Preliminary Project Seminars III
(Publicness) TATEIWA Shinya, NISHIKAWA Nagao, GOTOH Reiko
(Life) KOIZUMI Yoshiyuki, ENDO Akira, MATSUBARA Yoko
(Socio-Cultural Symbiosis) NISHI Masahiko, WATANABE Kozo, Paul Dumouchel
(Representation) KAMBAYASHI Tsunemichi, AKAMA Ryo, UEMURA Masayuki


•Project Seminars
Public-mindness in the 21st Century
TATEIWA Shinya, NISHIKAWA Nagao, GOTOH Reiko
Life as an Issue
KOIZUMI Yoshiyuki, ENDO Akira, MATSUBARA Yoko
Possibilities and limitations
NISHI Masahiko , WATANABE Kozo , Paul Dumouchel
Tradition and technology in cultural representation
KAMBAYASHI Tsunemichi, AKAMA Ryo, HOSOI Koichi

•Purpose
From Preliminary Project Seminars to Project Seminars


Upon successfully completing the Preliminary Project Seminars, students enter into the research community.

Preliminary Project Seminars are offered from the second semester of Year 1. In principle, these seminars are taught by the faculty members in charge of the projects. The seminars focus on one theme per semester. From the second half of Year 2, students are required to give presentations as members of joint Preliminary Project Seminars, which consist of graduate students and several faculty members. Graduate students perform various research tasks in the seminars held by faculty members in charge of Preliminary Project Seminars, the joint Preliminary Project Seminars and the Project Seminars, the latter of which students participate in as associate members. At the end of Year 2, students are required to hand in and defend a Preparatory Doctoral Thesis.

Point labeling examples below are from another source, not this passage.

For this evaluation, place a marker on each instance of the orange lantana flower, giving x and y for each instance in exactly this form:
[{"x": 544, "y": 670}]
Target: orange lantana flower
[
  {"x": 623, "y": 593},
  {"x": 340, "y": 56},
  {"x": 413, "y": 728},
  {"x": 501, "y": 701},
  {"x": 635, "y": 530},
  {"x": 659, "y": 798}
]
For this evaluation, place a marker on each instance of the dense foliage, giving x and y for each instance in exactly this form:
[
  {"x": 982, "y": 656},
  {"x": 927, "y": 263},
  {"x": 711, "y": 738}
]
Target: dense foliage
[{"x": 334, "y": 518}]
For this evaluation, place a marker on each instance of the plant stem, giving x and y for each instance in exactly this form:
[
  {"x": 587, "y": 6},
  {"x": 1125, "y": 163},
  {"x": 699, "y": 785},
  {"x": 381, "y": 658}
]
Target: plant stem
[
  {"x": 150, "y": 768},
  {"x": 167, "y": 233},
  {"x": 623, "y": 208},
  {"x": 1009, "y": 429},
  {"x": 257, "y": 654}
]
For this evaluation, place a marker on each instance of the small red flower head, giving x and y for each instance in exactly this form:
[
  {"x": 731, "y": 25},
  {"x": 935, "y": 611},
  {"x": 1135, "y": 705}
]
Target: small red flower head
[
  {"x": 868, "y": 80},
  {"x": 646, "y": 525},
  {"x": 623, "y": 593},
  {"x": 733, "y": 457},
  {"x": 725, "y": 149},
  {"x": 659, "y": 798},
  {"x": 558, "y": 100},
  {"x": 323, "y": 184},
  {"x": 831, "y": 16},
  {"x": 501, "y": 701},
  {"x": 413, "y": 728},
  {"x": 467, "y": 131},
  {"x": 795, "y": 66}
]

In this way, the students, who come from different undergraduate backgrounds, receive a varied preparatory training through Year 2, after which they get the right to participate in projects as joint researchers.

Project Seminars feature experts from a wide variety of fields as both theme producers and project leaders. To promote interdisciplinary research, experts from various fields are invited to participate in the Project Seminars. Students are also obliged, as participating researchers, to report their research findings by contributing to the writing of the results of the project research itself, to the graduate school's bulletin, "Core Ethics", or to other academic journals, for example.

Each student submits a Doctoral Thesis in the final year. The thesis is based on a plan made jointly by the student and a faculty member. An individual's thesis research often differs from the the group project research.